Бедный Август! В кои-то веки я мог читать все его мысли, галопом сейчас носящиеся в его остзейских мозгах! Как офицер и дворянин он просто не мог не вызвать меня на дуэль — в противном случае суд чести полка непременно обязал бы его немедля подать в отставку как труса и человека, недостойного пребывать не токмо в гвардии, но и в офицерской когорте. В случае же вызова фор Мерком меня на дуэль как лицом оскорбленным и имеющим права требовать удовлетворения, наказание для него последовало бы незамедлительно: дуэли были строжайше запрещены Высочайшим указом!

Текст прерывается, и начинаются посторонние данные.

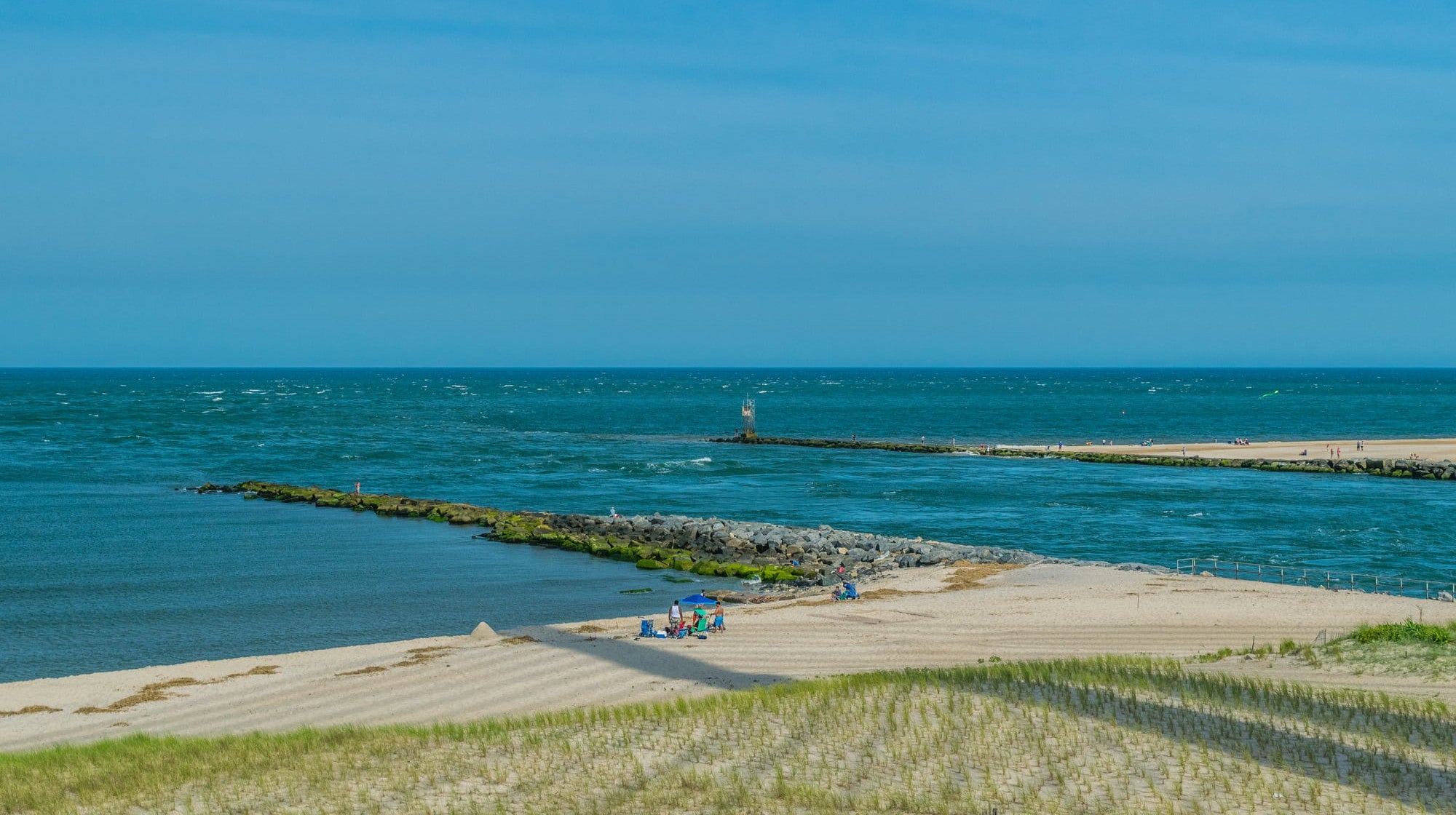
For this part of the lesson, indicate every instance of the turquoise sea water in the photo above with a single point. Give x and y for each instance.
(104, 565)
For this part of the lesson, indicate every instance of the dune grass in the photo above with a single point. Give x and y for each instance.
(1090, 736)
(1410, 648)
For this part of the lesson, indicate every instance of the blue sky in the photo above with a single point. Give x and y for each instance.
(727, 184)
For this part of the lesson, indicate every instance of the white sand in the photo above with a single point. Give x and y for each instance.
(1428, 449)
(1039, 612)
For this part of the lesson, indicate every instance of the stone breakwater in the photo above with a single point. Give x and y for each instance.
(1388, 468)
(777, 555)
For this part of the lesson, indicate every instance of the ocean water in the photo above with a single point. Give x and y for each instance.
(104, 564)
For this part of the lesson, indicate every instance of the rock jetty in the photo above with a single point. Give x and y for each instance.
(1388, 468)
(772, 554)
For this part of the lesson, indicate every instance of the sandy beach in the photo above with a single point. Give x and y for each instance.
(1422, 449)
(909, 621)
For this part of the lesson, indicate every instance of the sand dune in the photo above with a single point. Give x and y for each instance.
(1037, 612)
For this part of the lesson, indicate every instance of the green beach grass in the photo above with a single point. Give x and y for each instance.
(1090, 736)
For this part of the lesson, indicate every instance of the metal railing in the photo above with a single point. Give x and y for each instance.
(1317, 577)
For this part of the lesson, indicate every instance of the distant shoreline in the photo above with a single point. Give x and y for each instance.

Это могло быть все, что угодно: разжалование в рядовые, ссылка на Кавказ, помещение в острог — строгость государя на этот счет была известна! Ничего из перечисленного фон Мерком не планировалось, не говоря уж о том, что он попросту, в случае вызова, мог быть убитым мною… Вот такую задачку я подкинул своему коварному другу, от души наслаждаясь его растерянным видом.

— Вы, подпоручик, ждете от меня вызова? — медленно, по обыкновению взвешивая преимущества того или иного ответа, спросил барон. — И вы его получите, — наконец, решился он. — Ждите моих секундантов нынче же вечером и не надейтесь остаться в живых. От души советую сходить в церковь и как следует исповедаться в своих мелких мальчишеских пакостях, ибо нагрешить по-мужски вы уже не успеете!